Laparoscopic gastric bypass entails the surgical creation of a small gastric pouch, typically about an ounce in size. This is done with the use of a device that divides the stomach tissue and staples the end shut, which is why this is sometimes referred to as stomach stapling (although that is a little bit too much of a simplistic view nowadays). Once the gastric pouch is created, the remainder of the operation entails division of the small intestine and then rerouting of the small intestine to drain both the pouch and the area of the excluded stomach which is now isolated from the outside environment .
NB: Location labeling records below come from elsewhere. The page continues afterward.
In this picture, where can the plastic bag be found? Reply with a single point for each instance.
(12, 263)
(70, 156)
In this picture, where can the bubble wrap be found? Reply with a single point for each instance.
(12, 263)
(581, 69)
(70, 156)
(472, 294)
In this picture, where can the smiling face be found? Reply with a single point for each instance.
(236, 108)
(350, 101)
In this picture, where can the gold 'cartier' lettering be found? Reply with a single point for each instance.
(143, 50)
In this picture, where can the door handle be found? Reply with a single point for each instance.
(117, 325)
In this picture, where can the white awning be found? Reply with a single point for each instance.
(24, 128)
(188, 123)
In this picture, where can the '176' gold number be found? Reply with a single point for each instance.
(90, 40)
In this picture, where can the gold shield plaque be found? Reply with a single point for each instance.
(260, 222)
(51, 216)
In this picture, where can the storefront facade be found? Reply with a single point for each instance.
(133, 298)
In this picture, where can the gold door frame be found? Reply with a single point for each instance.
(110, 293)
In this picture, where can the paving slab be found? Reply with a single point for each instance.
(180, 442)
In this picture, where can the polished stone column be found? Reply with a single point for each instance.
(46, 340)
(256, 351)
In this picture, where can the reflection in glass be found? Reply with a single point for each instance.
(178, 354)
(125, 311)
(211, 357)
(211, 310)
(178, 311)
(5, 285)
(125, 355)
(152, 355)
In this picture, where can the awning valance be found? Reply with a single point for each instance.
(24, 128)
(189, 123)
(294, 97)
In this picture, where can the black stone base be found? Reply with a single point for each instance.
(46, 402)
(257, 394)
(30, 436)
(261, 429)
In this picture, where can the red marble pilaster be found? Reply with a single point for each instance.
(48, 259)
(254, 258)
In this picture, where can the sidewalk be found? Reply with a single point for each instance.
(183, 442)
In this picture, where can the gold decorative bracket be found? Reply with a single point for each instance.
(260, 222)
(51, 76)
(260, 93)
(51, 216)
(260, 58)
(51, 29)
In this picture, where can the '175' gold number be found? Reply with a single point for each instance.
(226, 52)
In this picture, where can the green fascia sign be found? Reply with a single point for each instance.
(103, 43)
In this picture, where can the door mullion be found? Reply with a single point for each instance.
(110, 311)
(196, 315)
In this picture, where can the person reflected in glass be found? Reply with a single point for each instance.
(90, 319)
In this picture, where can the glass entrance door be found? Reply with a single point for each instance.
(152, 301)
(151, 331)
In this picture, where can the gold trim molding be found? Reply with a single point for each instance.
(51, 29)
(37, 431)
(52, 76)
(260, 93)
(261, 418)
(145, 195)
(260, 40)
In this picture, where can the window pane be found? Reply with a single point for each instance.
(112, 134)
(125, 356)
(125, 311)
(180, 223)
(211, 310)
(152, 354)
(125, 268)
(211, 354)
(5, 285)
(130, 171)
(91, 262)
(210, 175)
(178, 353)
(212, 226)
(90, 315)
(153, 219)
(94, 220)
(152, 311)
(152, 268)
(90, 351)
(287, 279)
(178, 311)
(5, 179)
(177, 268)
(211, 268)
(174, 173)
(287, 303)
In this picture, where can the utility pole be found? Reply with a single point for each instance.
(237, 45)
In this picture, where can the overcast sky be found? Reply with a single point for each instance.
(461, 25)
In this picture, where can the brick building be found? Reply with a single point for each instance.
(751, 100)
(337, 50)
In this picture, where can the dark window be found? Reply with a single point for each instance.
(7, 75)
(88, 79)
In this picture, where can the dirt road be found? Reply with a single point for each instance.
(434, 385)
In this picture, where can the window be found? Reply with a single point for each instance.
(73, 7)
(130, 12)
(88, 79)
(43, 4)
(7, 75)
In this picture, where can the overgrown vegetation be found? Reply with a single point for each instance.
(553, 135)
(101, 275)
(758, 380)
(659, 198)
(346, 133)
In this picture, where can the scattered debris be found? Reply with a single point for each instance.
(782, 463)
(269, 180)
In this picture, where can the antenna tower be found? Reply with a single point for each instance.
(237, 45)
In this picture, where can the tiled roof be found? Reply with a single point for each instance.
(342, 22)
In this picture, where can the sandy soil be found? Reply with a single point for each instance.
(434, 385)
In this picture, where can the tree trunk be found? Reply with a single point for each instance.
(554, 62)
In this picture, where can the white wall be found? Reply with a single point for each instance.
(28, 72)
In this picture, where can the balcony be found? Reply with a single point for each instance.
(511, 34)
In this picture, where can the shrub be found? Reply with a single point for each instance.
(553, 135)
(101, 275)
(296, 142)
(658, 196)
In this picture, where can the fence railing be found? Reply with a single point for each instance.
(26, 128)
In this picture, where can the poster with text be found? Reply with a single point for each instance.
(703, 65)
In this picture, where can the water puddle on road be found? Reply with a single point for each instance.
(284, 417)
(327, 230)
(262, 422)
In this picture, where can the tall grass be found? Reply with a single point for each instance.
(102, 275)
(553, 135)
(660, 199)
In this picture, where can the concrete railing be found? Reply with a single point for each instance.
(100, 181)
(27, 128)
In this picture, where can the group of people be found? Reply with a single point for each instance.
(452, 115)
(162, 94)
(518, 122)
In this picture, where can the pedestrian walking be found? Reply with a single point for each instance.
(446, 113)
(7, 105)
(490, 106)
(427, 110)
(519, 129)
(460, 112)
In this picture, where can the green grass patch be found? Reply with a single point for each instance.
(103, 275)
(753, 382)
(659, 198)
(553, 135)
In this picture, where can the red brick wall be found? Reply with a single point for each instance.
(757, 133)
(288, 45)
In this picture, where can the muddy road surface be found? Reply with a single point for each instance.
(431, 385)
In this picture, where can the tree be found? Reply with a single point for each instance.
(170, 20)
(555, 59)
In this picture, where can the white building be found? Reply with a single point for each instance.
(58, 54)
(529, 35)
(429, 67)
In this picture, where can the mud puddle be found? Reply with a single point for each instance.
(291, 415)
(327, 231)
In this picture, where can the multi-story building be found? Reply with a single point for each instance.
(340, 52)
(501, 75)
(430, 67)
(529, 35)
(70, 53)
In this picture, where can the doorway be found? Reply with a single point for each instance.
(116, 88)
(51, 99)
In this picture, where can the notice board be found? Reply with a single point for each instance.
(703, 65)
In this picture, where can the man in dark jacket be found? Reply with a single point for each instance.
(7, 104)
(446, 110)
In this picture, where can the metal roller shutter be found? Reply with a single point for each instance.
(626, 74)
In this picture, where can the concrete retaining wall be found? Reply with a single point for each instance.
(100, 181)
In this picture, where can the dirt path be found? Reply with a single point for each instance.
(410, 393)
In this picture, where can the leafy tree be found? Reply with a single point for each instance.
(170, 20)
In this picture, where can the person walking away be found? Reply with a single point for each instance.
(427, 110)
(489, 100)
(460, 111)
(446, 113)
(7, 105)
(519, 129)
It would be important when meeting with a surgeon to go through the details of this and to have an understanding of both of these procedure anatomically.

If I had a BMI of 35 or greater…

If I had a BMI of 35 or greater, and were diagnosed with morbid obesity or any of the associated comorbid health conditions, most specifically diabetes, I would overwhelmingly be concerned about my health status; I would be concerned about quality of life, and I would be concerned about longevity. There are now multiple studies that show that unless you are able to achieve a durable meaningful weight loss on your own and effectively rid yourself of obesity, that these associated medical conditions will ultimately shorten your life and adversely affect your health. So the consideration of surgery becomes reasonable when you look at a multitude of studies that have now been concluded over the last 10-20 years that show that despite the well publicized and over-stated risks of surgery, it is actually quite a viable option and that the risk of elective surgery to treat obesity and overweight conditions is actually less, from a risk perspective including mortality, than the risk of untreated obesity left alone.